Pode ser que existam mesmo muitos políticos de carteirinha ou tecnocratas extremistas ocupando os escalões inferiores da SEAP e isso deve ser alvo de uma análise crítica, tanto externa, quanto interna, de modo a garantir o sucesso da mesma na sua missão de desenvolver sustentavelmente o setor pesqueiro nacional.

Claro que não existe uma receita de bolo para que uma estrutura de governo dê certo. Outras variáveis como infra-estrutura, recursos financeiros, pessoal de apoio, fatores externos, apenas para listar algumas, pesam sobremaneira no sucesso ou no fracasso de uma organização.

Quase que como um “dégradé”, a política e a técnica devem se misturar numa suave, porém, gradual, mudança de tons. Uma não funciona sem a outra e, sabendo disso, há que se ter o devido respeito entre ambas, para que se gere a sinergia necessária para o funcionamento da uma estrutura qualquer.

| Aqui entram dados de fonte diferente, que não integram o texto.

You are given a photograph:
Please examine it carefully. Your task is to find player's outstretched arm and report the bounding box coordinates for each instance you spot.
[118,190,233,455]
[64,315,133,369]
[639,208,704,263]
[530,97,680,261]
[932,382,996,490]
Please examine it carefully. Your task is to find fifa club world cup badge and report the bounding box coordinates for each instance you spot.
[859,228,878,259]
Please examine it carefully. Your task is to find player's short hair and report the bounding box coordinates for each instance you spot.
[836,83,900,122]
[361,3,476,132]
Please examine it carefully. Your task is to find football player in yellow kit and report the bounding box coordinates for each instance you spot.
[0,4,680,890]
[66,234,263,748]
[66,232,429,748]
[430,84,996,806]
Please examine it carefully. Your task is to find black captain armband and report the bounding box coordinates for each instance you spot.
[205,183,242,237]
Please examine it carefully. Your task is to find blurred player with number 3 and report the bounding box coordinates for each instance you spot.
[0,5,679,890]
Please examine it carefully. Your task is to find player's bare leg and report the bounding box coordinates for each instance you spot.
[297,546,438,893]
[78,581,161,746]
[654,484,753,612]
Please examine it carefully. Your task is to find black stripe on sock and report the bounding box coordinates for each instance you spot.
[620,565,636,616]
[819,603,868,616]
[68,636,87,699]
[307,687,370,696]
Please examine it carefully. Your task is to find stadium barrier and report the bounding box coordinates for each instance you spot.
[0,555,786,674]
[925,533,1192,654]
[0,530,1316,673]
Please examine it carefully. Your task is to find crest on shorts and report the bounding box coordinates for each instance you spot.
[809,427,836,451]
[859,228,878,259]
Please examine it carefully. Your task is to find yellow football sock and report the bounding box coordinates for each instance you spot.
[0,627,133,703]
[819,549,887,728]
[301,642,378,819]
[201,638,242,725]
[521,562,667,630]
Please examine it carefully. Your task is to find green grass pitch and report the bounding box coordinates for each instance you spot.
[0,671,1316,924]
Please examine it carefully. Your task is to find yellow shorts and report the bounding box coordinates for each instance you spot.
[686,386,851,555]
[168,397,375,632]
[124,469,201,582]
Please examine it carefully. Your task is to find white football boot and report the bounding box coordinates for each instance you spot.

Atendendo-se esta premissa constataremos vida longa para a pesca e a aqüicultura nacional, bem como para as suas instituições, e assim, acho que ainda veremos surgir vários “Campos”, “Simonsens” e “Jatenes” no setor pesqueiro nacional.


André Macedo Brügger é Diretor Executivo da FISHTEC Consultores Associados e professor de Elaboração e Análise de Projetos do IESB.